Published online 2007 August 6. doi:  10.1136/jnnp.2006.113225
PMCID: PMC2095618

Psychological adjustment to locked‐in syndrome

Locked‐in syndrome is a severe neurological condition characterised by total or near total paralysis of motor function with preservation of vertical eye movements. Quadriplegia, lower cranial nerve paralysis and mutism are particular features of this neurological state.1 In contrast with other neurological disorders such as akinetic mutism, coma or vegetative state, consciousness in locked‐in syndrome remains intact, as do intellectual and linguistic abilities and emotional functions.2,3 However, communication capabilities are severely limited because the motor abilities required for self‐expression are lost.

The study of psychological adjustment to this extreme condition provides the potential for insights of wider psychological and philosophical interest as well as for important clinical implications not only for patients with locked‐in syndrome but also for others with extreme disabilities.

The patient described here suffers from chronic locked‐in syndrome following a brainstem stroke 4 years ago. He has found an outlet for his thoughts and feelings through his poetry. These poems provide the opportunity for this study.

Case report

PK was born in Poland in 1956. He obtained his art qualifications in Poland where he worked as a satirical cartoonist. He obtained several awards for his drawings which were exhibited internationally and also won the National Award for Poetry in Poland.

On the 1 April 2001, PK suffered a brainstem stroke. After a few months, PK was able to make consistent upward movement of his eyes sufficient to establish effective communication by means of an alphabet board. PK expressed a wish to be able to dictate poetry through this medium.

The 36 poems written by PK were analysed as a source of qualitative data using Glasser and Strauss's version of grounded theory.4 A process of coding was carried out which involved labelling concepts from the text that were potentially relevant to the problem being studied. As coding of the sentences proceeded, eventually the concepts recurred in subsequent pieces of data (poems).

Concepts were then grouped under more abstract, higher order concepts described as “categories”. A category referred to a problem, an issue or an event that was defined as being significant to the participant.

Two independent raters were involved in establishing the categories. There was 100% agreement when establishing the main themes. Minor differences were noted when referring to the subcategories.

Our identification of categories from the data has culminated in establishing 12 main themes. These are: (1) women; (2) love and beauty; (3) humour; (4) optimistic/positive thinking; (5) memories; (6) disability/discomfort; (7) unpredictability of life's events; (8) death and finality; (9) religion; (10) rich and poor; (11) politics and history; (12) advice giving.

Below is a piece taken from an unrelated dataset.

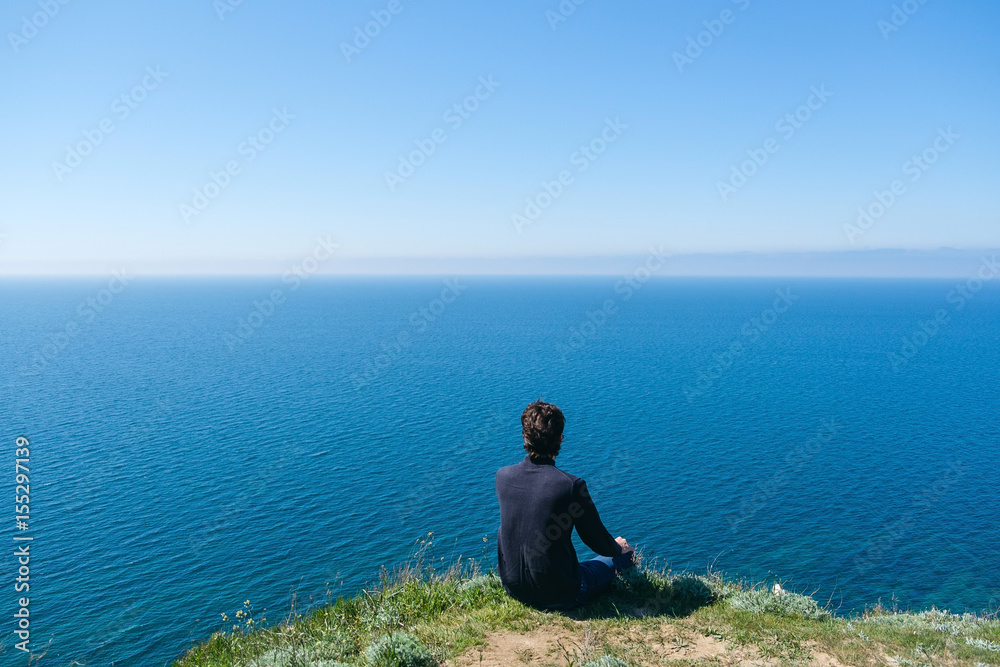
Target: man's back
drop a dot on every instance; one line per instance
(539, 507)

These categories were then grouped into three higher order themes. These were: (1) hopeful themes (women, love and beauty, humour, optimistic thinking, memories):

“You return week upon week with no pain of which to speak

A carbon copy of carefree spring

The sunny summer feelings that you bring

A clearing full of flowers

Lost in a forest of emerald green towers

A burst of joy for Christmas time

A mindful eye for harder rhyme”

(2) helpless themes (disability/discomfort, unpredictability of life's events, death and finality):

“It doesn't feel great on my own… gloomy boring sad… there's nobody to slap on the face or nobody to get slapped from”

(3) observant themes (religion, rich and poor, politics/history, advice giving, existential questions/reflections):

“And two and two that adds to four

Is sometimes less and often more”

The themes were also divided according to their range of applicability (eg, widespread general themes were referred to as “philosophical”). Themes that reflect on personal memories, present condition and personal enjoyment were designated as “personal” themes.


Locked‐in syndrome represents an extreme form of imprisonment. The individual is not merely locked‐in a prison cell but within their own body. On reading PK's poems it becomes clear that his emotional and spiritual existence is similar to that of any able‐bodied person, covering the full range of experience. There are moments of lightness, of humour, thoughts of women and his family, with bleaker moments represented too. Despite the extremity of his condition he has realistic goals for his future and believes in himself and his abilities.

It is clear PK loves life and wants to live. He makes every effort to be happy in his imprisoned existence. A former agnostic, he now acknowledges the existence of God, who gives him strength and the will to live.

For PK, being able to create and engage in his artistic endeavours is a motivating factor and a coping strategy. His 3 year creative heritage of outstanding poetry since the material incident has been acknowledged in numerous national poetry competitions.

Locked‐in syndrome represents a condition where the body can no longer be “used” to act in a wilful manner. Yet in this condition cognitive processes still function and hence the person lives in their consciousness, as we all do, but is unable or less able to influence their external environment.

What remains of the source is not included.